You can’t fake quality, nor can you disguise it. This earthy, manly scent attempts to do neither.
Sour accords, tobacco absolute, Peru balsam, patchouli, labdanum, marine wood accord, bourbon vetiver, sandalwood, musk, amber.
Angela Ciampagne are a brand built on a small family tradition of artisan production housed in central Italy. Much of their work is inspired by this beautiful land and cultural traditions. Each of the Angela Champagne range is a unique numbered piece and pretty much every part of the assembly process is done by hand to ensure that you really are getting something which is properly artisan crafted.
So, first thing to mention is that Ignes is not a shouty perfume at all. When you apply it, you don’t get huge bursts of scent rising to meet you, nor will it knock someone in the next room unconscious with its potency. Instead what you get, right from the start, is the hum of restrained, sumptuous, high-quality ingredients.
The first impression we got from Ignes was of rum, or whisky – some dark, fiery spirit all concentrated and clinging to the sides of a glass. Soon thereafter the scent thickens and becomes chewy and sweet, almost sickly in tone, really syrupy. This happened very quickly for us when we tested this scent, over the space of a few minutes at most. To get what we mean here imagine the difference between red wine and port; it’s that change in viscosity, in concentration, in sweetness that we are eluding to and that’s what it is like to experience Ignes.
There’s something in the top of the scent that reminded us of over ripe fruits, perhaps blackened bananas, sweet yes but also sour and starting to rot. It’s a very interesting contrast to have these two tones of sweet and soured play alongside one another and it won’t be everyone’s cup of tea. Ignes is one of those scents though that if you like it you will really, really like it.
As the scent ages into the heart, it seems to gain viscosity further, becoming darker, more unctuous.
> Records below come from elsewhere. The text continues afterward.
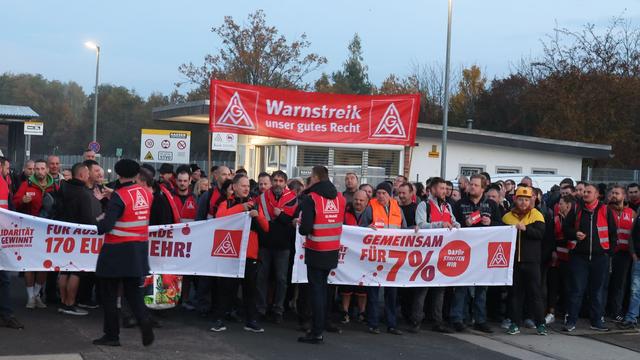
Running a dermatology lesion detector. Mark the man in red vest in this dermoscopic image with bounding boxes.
[257,170,298,324]
[607,185,636,322]
[564,184,618,332]
[93,159,154,346]
[298,166,346,344]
If this scent had a colour it would be rich, dark browns and ambers. Ignes also has a moment in the heart where it goes quite creamy and almost milky – the sandalwood showing us its presence perhaps? This lighter moment serves to highlight how deep and brown and dense the rest of the scent is.
A generous amount of wood and leather comes through in the heart of the scent too, but this is very dark wood, very aged and well seasoned and the leather is handled beautifully lightly. It’s the sort of leather note that isn’t heavy or laboured at all, nor does it smell synthetic. The wood and leather are natural bedfellows and play together beautifully, each strengthening the impression of the other.
The tobacco notes round out the middle of the scent and you can well imagine that this isn’t pigskin leather you can smell but instead the leathery tobacco leaves drying on their racks. There’s an old greenery here, a sort of past fecundity now fled.
That idea of a fled fecundity trails the scent into the base. Here the scent’s potency begins to wane, and you can’t help but catch wafts of an earthy leaf-mulch scent. In the base, Ignes smells of autumns, of damp leaves and brown earth and of things going to sleep for the coldest months. There’s also a smoky quality that lingers about in the base particularly, although we did notice it in the top too. Again, it has this sort of remembered quality, like smoke has stuck to your skin some hours earlier. It’s not strong, and it certainly doesn’t overpower the other notes. It reminded us of someone burning twigs in the distance as you stroll through a wood kicking leaves beneath your feet.
The idea that kept recurring to us as we tested Ignes was that if you met an aged dryad on a late autumn day, somewhere deep in the forest, this is what he would smell like.
The single element that shines out the most around Ignes though isn’t the composition at all – for indeed although its very pleasant, it didn’t strike us as being something we hadn’t tried in various guises before – the real star here is the quality. All the notes smell rich, complex and really high quality. If you love tobacco smells, or dark woody scents, then this will delight you. If you’re just getting into the world of niche then there are probably other places you should start. This is definitely a perfume made for connoisseurs.
The other stuff
As we mentioned, Ignes isn’t a shouty scent and the sillage, or projection, of the scent is pretty limited. It stays very close to the body throughout its wear and is discernible at around hugging distance only.
The longevity of the scent is moderate at best. After testing it several times we concluded that it goes to around lunchtime or just after when applied first thing in the morning. In hotter weather it lasts less.
Given how autumnal and brown this scent smelled to us, couple with that cozy projection and longevity, we felt that this would wear best at the end of summer, once the leaves have browned and started to fall. The cooler air would also allow it to breathe a little more, and hopefully last a bit longer too.
In terms of who should wear this, we felt that it sat much more towards the masculine end of the spectrum. Indeed, to us it has quite a strongly masculine energy about it. Don’t let that put you off though if you want to give it a whirl.
We were kindly gifted a sample of this fragrance by a friend and follower of The Sniff. Thank you.